Like in GGPlot, you are able to make additional adjustments to the plots we make–such as changing the color of our lines, adding markers alongside lines, and even changing the linestyle. The following links below provide information to the kinds of arguments you can give to the plot() function with respect to the aesthetics.

  • Colors available
  • Markers available
  • Linesytles available

The following code shows an example of how to integrate the arguments into the plt.plot() function.

In [70]:
# plotting the data once more
plt.plot(X, Y, color='coral', marker='o', linestyle='dashed'
         )

# Adding a  title to our plot just as before
plt.title("Line Plot")

# Adding labels to our plot
plt.ylabel("y-axis")
plt.xlabel("x-axis")
plt.show()

1.4.3 Plotting Variables From A DataFrame

The examples above show how to plot simple vectors, but what if we want to plot data from a DataFrame? We can use .plot() to plot specific variable from a DataFrame as well.


Let's start by using the COVID dataset we imported earlier.

In [71]:
# Reading dataframe from a link online
df = pd.read_csv('https://raw.githubusercontent.com/nytimes/covid-19-data/master/us-states.csv')

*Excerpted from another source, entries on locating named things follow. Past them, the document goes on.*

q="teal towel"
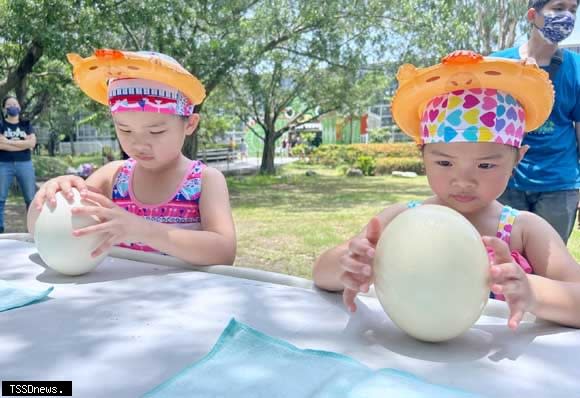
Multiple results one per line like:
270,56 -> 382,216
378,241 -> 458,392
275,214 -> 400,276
0,280 -> 54,312
145,319 -> 476,398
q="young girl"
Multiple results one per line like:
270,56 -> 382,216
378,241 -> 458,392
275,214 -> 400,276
313,52 -> 580,330
28,50 -> 236,265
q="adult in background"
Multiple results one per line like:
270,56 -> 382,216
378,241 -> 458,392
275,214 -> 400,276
492,0 -> 580,242
0,96 -> 36,233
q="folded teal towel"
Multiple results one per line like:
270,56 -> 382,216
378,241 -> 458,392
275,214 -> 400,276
0,280 -> 54,312
145,319 -> 476,398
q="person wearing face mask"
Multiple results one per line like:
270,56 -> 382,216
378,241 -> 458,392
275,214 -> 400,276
0,96 -> 36,233
491,0 -> 580,242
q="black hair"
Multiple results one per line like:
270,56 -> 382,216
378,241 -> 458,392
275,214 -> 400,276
528,0 -> 578,11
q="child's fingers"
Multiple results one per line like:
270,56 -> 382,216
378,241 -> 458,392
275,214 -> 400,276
367,217 -> 382,247
60,180 -> 74,203
71,206 -> 111,220
348,239 -> 375,258
44,182 -> 60,207
342,289 -> 358,312
91,234 -> 116,257
340,272 -> 367,292
490,263 -> 522,283
73,222 -> 111,236
340,256 -> 373,277
32,189 -> 46,211
508,310 -> 524,330
82,189 -> 116,208
482,236 -> 512,264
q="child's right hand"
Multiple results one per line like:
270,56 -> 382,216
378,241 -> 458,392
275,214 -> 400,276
339,217 -> 382,312
32,175 -> 88,211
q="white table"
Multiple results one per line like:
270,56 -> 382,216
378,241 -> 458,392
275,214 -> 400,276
0,240 -> 580,398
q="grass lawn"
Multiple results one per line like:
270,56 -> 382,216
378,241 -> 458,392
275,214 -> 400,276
228,164 -> 580,278
228,164 -> 430,278
6,160 -> 580,278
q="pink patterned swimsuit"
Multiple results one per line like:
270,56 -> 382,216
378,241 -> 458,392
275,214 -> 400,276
113,159 -> 206,253
407,200 -> 534,301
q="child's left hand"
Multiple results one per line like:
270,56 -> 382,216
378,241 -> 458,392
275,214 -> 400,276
483,236 -> 535,330
72,191 -> 144,257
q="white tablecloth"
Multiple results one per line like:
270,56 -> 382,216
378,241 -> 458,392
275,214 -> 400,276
0,240 -> 580,398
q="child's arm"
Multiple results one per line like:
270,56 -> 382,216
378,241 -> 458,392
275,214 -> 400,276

# Grouping DataFrame by state and cases to get the total number of COVID cases per state
df = df.groupby("state")['cases'].count()

# Keeping only the first 10 states in the data frame
df = df[0:10]

For this example, we will be plotting the cumulative frequency distributions of COVID cases per state. Unlike the code above, we will use the .plot() function in a way that allows us to specify the type of plot and data objects we will be using.

In [72]:
# plotting the COVID data
# 'kind' tells Python to plot a bar graph
# 'width' tells python to alter the width of the bars; default is set to 0.8
df.plot(kind='bar', x='state', y='cases', color='y', width=0.4)

# adding title
plt.title("Frequency of COVID Cases Per State Plot")

# adding axis-labels
plt.ylabel("Cases")
plt.xlabel("State")
Out[72]:
Text(0.5, 0, 'State')

1.5 Using the Seaborn Library

While Matplot lib is a powerful library, its modularity can provide a steep learning curve. Luckily, Python offers another package that facilitates plot making. Seaborn, like Matplot, is also used for plotting graphs, and it builds on the Matplotlib, Pandas, and Numpy libraries to do so. Its simpler syntax allows users to quickly pick up on plotting and creating aesthetic graphs to display relationships of data. The remainder of the workshop lessons will mainly rely on Seaborn to produce graphs.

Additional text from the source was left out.